DR- Comment évolue le marché du streaming en Suisse?
- C’est un petit marché, de surcroît très compliqué avec ses quatre langues… Néanmoins, on a été très novateur pendant le COVID. Notamment avec l’Office Fédéral de la Culture qui publié une loi, très peu de temps après le début du confinement, permettant d’accorder des aides à la production et à la distribution aux films proposés en ligne. Et puis plein de petites plateformes se sont mises à tester des modèles pour essayer de monter dans le train du digital. Le problème, avec le streaming, c’est que pour sortir son épingle du jeu, il faut avoir une véritable puissance de feu. De ce côté-là, Swisscom et Sunrise UPC sont bien placés. Ils sont actifs dans le financement de la production cinématographique, ont des chaînes de télévision, distribuent des droits sportifs… Eux seuls pourraient vraiment offrir une alternative au consommateur suisse.
- Finalement, comment le cinéma peut-il se relever de tout ça?
- Je suis persuadé que dans dix ans, on ira toujours au cinéma. La question est de savoir pour voir quels types de films et à quel prix. Peut-être que demain, les films ne sortiront que deux semaines en salles. On s’y rendra de manière exceptionnelle, pour voir uniquement de grosses productions dans de très belles salles, dotées d’écrans gigantesques, mais à des tarifs premiums.
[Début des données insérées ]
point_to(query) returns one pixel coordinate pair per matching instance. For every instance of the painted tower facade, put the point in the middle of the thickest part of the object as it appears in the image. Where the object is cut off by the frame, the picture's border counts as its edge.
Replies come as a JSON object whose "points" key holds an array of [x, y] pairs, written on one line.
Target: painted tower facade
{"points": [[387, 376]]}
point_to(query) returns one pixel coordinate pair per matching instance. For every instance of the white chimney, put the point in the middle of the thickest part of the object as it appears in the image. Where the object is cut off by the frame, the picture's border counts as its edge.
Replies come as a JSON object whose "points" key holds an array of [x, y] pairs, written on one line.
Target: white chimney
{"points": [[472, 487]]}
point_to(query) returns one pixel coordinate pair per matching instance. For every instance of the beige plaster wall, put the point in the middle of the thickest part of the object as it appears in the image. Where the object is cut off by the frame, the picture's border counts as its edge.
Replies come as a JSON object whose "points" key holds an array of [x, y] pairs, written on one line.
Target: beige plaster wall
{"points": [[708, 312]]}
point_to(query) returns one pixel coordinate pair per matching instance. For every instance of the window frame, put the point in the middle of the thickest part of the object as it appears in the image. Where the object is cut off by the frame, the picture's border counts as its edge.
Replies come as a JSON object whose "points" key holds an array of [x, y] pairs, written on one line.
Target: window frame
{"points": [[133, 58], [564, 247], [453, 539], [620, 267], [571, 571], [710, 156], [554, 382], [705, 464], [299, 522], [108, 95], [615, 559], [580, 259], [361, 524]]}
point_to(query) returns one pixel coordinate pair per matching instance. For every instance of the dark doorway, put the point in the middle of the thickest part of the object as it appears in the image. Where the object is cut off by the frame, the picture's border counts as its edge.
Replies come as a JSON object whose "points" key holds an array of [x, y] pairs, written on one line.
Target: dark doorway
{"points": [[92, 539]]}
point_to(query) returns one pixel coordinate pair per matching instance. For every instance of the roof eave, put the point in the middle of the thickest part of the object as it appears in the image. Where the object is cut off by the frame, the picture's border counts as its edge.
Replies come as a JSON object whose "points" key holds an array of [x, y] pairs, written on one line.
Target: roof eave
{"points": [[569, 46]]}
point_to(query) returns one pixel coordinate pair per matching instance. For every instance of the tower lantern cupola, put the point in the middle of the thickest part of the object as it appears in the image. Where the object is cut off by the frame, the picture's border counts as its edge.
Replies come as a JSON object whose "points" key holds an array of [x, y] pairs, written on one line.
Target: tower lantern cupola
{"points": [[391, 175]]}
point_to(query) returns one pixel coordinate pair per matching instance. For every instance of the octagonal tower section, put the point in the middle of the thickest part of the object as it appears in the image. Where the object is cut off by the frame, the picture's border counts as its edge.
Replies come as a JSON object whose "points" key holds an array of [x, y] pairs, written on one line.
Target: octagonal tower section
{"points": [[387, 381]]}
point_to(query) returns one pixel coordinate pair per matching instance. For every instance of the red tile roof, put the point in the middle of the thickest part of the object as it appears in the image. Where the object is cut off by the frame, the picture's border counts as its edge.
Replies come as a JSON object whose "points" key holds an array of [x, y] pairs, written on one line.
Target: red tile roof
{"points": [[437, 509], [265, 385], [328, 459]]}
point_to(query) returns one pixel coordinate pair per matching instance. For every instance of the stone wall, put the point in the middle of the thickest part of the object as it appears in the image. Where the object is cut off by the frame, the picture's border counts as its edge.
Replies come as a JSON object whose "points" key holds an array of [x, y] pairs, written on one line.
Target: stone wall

Tous les autres films, devenus trop peu rentables, étant relégués aux plateformes… Plus proche de nous, je pense que la distinction entre salles mainstream et art et essai va se creuser. Les multiplexes vont programmer de plus en plus de blockbusters dans un laps de temps de plus en plus court tandis que les salles de quartier risquent d’accueillir un public de plus en plus restreint et averti. Je crains qu’on perde ce mélange de genre et de public si particulier au cinéma, qui le différencie de l’opéra ou du théâtre. Se retrouver avec des gens qui vont voir «Avengers» et d’autres le dernier Jean-Luc Godard, c’est assez unique. J’ai peur que cette configuration ne se retrouve bientôt plus qu’en streaming.
- On se réjouit de voir Godard tourner pour Netflix! Il avait bien réalisé «King Lear» aux Etats-Unis pour la Cannon, plutôt spécialisée dans les films d’action bourrins…
- (Il éclate de rire). C’est juste… En même temps, ils sont peu à avoir dit non à Netflix. Après Martin Scorsese, la plateforme s’est maintenant offert Steven Spielberg. Et on a même vu arriver Kornél Mundruczó, réalisateur hongrois de films radicaux, avec «Pieces of a Woman»… Il est peut-être temps aujourd’hui d’arrêter d’opposer le petit et le grand écran. On sait maintenant qu’il y a autant de créativité sur le premier que le second.